Deploying Apache Pulsar in a Multi Cloud Environment for High Scalability
Architect and deploy Apache Pulsar across multiple cloud providers for resilient, high-throughput event streaming
As businesses grow across regions and platforms, adopting a multi-cloud strategy ensures resilience, vendor flexibility, and low-latency global access. Apache Pulsar, with its multi-layer distributed architecture, is well-suited for multi-cloud deployments that require scalable and reliable event streaming.
In this post, we explore how to deploy Apache Pulsar in a multi-cloud environment, addressing challenges such as data replication, geo-partitioning, service discovery, and network latency to achieve high scalability and availability.

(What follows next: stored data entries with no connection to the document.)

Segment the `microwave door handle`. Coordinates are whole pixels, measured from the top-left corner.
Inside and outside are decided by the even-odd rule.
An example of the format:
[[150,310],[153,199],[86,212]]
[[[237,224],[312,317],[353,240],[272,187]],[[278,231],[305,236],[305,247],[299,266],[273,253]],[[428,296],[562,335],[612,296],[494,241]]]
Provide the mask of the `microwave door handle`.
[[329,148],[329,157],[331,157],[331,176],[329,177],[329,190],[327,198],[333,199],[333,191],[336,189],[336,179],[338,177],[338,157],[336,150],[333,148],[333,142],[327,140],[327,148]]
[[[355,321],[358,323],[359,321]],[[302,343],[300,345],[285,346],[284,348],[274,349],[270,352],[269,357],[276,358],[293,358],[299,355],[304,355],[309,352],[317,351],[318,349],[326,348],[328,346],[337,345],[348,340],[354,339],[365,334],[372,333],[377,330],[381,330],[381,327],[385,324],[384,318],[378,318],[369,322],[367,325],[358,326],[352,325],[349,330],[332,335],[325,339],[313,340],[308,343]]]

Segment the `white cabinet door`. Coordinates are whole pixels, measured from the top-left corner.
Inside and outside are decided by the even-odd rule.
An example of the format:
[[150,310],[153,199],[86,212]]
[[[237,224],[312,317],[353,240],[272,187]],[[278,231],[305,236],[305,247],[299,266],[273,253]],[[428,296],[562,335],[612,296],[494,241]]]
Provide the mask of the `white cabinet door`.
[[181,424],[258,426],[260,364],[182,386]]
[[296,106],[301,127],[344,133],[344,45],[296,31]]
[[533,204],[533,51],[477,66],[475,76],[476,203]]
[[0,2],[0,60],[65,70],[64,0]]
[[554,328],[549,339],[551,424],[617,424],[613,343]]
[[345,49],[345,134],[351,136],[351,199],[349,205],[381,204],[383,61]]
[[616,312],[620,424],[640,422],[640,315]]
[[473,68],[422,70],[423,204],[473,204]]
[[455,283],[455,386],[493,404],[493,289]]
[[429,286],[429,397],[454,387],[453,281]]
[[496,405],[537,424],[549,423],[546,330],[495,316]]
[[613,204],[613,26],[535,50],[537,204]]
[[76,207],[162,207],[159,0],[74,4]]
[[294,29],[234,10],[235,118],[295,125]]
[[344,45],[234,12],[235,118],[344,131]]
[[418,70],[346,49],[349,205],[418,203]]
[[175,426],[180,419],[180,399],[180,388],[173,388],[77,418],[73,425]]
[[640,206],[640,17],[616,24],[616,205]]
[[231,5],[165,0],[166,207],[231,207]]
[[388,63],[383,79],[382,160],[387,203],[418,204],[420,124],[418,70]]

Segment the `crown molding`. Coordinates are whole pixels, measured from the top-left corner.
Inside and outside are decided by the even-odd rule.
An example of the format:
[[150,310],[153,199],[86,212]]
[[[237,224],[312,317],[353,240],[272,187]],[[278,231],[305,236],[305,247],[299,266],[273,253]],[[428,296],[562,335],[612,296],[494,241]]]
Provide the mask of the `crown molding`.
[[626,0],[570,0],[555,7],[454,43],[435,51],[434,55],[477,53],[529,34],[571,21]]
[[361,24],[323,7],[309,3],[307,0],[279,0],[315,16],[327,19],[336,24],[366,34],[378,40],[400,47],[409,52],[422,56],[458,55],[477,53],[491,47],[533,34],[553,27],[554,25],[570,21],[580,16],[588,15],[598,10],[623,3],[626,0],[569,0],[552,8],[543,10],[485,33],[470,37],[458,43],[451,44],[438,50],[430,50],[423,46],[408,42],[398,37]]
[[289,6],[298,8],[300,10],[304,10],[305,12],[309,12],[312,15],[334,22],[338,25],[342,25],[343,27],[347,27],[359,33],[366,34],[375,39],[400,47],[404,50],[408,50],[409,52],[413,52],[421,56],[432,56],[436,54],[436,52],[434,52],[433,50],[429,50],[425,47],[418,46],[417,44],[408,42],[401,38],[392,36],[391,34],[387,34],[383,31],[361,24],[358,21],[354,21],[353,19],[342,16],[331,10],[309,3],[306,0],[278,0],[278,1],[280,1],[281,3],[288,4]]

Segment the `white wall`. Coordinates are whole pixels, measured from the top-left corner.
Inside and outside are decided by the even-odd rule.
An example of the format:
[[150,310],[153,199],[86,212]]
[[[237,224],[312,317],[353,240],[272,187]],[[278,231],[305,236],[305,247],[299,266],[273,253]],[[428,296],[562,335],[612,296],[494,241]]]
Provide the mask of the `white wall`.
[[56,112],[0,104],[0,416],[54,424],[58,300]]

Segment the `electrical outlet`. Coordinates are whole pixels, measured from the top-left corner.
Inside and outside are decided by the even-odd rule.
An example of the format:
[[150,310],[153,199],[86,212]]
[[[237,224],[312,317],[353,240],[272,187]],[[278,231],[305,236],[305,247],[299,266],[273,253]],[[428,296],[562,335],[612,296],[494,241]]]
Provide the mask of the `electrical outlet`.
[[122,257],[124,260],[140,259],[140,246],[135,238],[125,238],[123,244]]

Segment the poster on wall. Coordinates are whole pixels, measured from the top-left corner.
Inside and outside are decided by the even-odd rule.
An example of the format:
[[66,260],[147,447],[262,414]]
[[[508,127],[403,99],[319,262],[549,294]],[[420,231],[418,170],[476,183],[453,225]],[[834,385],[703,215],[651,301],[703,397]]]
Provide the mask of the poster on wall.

Why Deploy Pulsar in Multi-Cloud?
Multi-cloud deployments allow organizations to:
- Avoid vendor lock-in
- Ensure business continuity during regional cloud outages
- Achieve low-latency processing close to end users
- Satisfy regulatory compliance by storing data regionally
Apache Pulsar supports multi-cloud readiness with:
- Built-in geo-replication
- Decoupled storage and compute
- Multi-tenant isolation
- Dynamic topic-level data routing
Pulsar Architecture Overview
Apache Pulsar’s modular components enable flexible multi-cloud placement:
- Brokers: Stateless message routers (can run on any cloud)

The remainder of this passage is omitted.